Carretera típica en tierra extremeña, llegando a mi pueblo tras el paseo de cada mañana. Barcarrota (Badajoz)

¿No hay Sinestesia al uso? Si te lo estás preguntando, afirmativo. No, hoy no es el día. Hoy, este “de vuelta” reengancha con un inicio de temporada y, en mi línea de apetencias, toca tajada de sinereflexión.

La vida es un puro contraste como nosotros mismos, el efecto montaña rusa es un camino latente, con más picos y bajadas según personalidades. Yo, y no sé si es porque soy una géminis al uso, soy un poco lo que llaman “culo inquieto”, me gusta la rutina activa, es decir, una rutina abierta y en crecento, donde la motivación y los retos son como la levadura del pan de cada día. Echo de menos viajar, anhelo de conocer un nuevo país y adentrarme en su cultura; de momento, hasta que todo pase, marcaré un destino, aguardaré días de vacaciones y, cuando se pueda, haré un viaje de largo vuelo.

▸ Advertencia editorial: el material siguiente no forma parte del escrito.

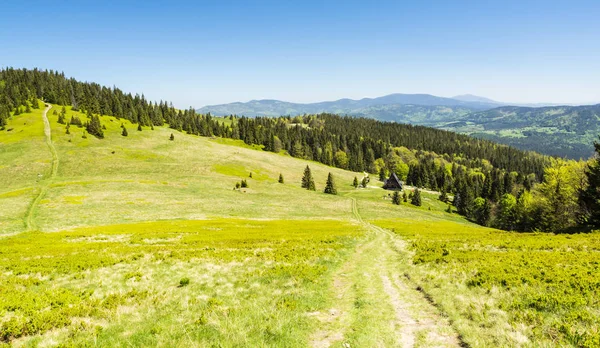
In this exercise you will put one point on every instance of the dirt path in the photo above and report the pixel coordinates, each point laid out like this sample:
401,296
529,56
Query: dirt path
45,183
396,313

Viajar es un motor imparable de evolución personal y profesional, un aprendizaje gustoso y al gusto de todos.

Una vez más, la ecuación gastronomía y estilo de vida se vuelven cara/cruz, o sea, comparten una misma moneda. Las personas viajamos y adoptamos costumbres, nos adaptamos a todo, incorporamos nuevas cosas a nuestra esencia. Del mismo modo, la gastronomía con sus platillos, evoluciona gracias al intercambio cultural; todo gracias a la libertad de oportunidades al paso. Y, aquí, la creatividad no se puede dejar de lado, mientras más creativa seas (en todos los aspectos) más oportunidades, más crecimiento y más experiencias.

Cuando tienes sed «hay que refrescarse», hidratarse en todos los sentidos es vital para crecer sanamente.

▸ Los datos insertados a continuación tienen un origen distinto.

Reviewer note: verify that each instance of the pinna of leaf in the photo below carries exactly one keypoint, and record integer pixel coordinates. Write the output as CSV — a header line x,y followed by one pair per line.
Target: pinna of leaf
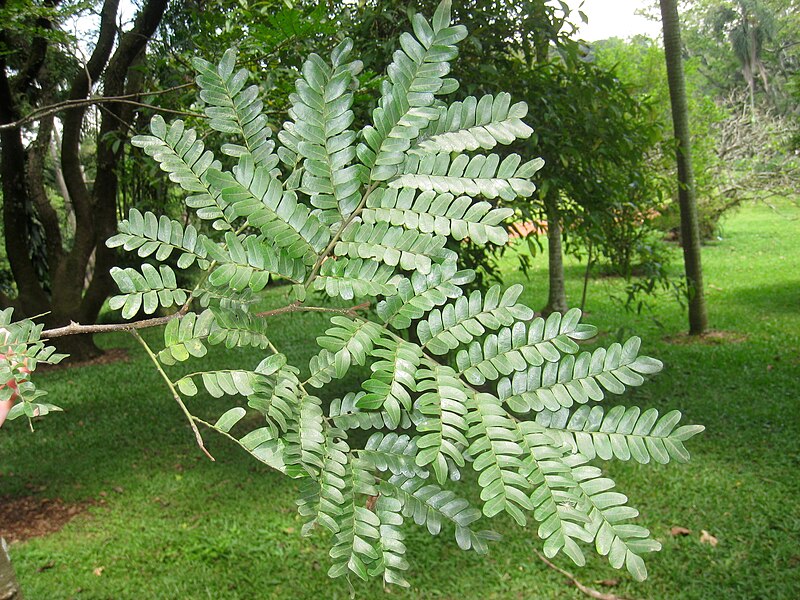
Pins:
x,y
365,213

Hasta aquí el hilo de mi reflexión. Volveré y saborearé de nuevo mi viaje por Cádiz donde quedé encantada con su modo de tapas en cada rincón. Compartiré mi ruta gaditana contigo en modo sinestesia. Me despido hasta el próximo domingo con una sugerencia de temporada.

Berensaña o Musaña

Me encantan las berenjenas y su abanico de posibilidades. Riquísimas a la andaluza (fritas con miel), en Rollitos a la italiana (involtini di melanzane), en versión para dipear a modo del tradicional paté griego Baba ganoush… Una hortaliza con mucho juego y, como vemos, anfitriona a nivel internacional.

La foto no le hace justicia, es de los tuppers para la semana, pero muy recomendable. Berenjena y Chorizo.

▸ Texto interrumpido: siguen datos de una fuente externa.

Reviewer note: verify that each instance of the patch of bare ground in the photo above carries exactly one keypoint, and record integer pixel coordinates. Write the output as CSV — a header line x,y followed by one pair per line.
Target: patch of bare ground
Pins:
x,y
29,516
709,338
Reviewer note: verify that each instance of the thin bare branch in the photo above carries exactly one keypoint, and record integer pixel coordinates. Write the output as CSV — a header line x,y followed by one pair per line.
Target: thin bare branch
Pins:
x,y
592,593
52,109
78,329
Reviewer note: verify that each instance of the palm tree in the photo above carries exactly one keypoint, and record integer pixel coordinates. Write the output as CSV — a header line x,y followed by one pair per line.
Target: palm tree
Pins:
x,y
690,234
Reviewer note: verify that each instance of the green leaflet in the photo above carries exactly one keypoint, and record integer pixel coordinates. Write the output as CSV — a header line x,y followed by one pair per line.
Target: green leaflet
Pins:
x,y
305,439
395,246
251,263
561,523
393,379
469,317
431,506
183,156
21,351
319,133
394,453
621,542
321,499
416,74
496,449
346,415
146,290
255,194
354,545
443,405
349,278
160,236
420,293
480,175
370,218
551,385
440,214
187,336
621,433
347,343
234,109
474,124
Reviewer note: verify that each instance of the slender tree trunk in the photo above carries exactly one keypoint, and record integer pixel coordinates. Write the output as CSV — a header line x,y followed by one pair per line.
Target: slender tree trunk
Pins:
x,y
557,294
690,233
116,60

Ayer, preparé un enredillo a caballo entre la musaka y la lasaña a la extremeña. Sofrito de tomate, pimiento y ajo con pimentón de la vera en la base, capa de berenjenas a la pancha con salsa de soja y caramelo, capa de bechamel con chorizo ibérico, coronadas con queso gouda y cheddar, toque de comino y pimentón para potenciar el gratinado. Un bocado delicioso, meloso, un tanto contundente apto para deleitar con arroz blanco o una ensalada ligera.

4 comments

  1. Es verdad, viajar es enriquecerse. Aún recuerdo de niña viajar con mis padres. De separada, viajar libre,muy libre. Con Miguel hemos viajado menos por mi fobia a volar. Es como que un día tu cuerpo se levanta como una alergia, eso me pasó a mí. Después de volar muchas veces, me entró pánico. Pero te aseguro que si tuviera tú edad, viajaría y me quedaría a vivir en los lugares una temporada, que así es como se disfruta con intensidad del lugar.
    Yo como tú, amo la berenjena, ayer comí macarrones con verduras, y una de ellas era la berenjena. Feliz día preciosa! Descansa tu mente hoy, y dejala en blanco, que es bien!
    Mil besos

    1. Amiga Margot,

      Gracias por seguirme la pista y compartir sentimientos y experiencias.

      Viajar es mágico y es un gustazo poder tener las opciones al dente.

      Un abrazico. Raquel

  2. A la vista de cómo están yendo las cosas, sólo seguir las flechas que marcan la dirección correcta.

    Siempre adelante, en busca de nuestro destino con paso firme.

    No podemos permitirnos el desfallecimiento ante un mundo pleno de expectativas.

    Las dificultades deben ser superadas. Luchar y vivir, esa es la cuestión. ¡¡ A por todas !!
    #NOPARESNADA

    Ya habrá momentos de viajar, de conocer y sobre todo momento de tocar almas y dar abrazos para fortalezas la de una misma, espero que tengas un buen aterrizaje amiga, feliz vuelta a la nueva era que tendrá su hueco en la historia futura

  3. Hola Rabea,

    Así es, hay que seguir y mantener la ilusión con actitud positiva frente a lo que venga.

    Me encanta tu feedback, siempre tan profundo, como tú.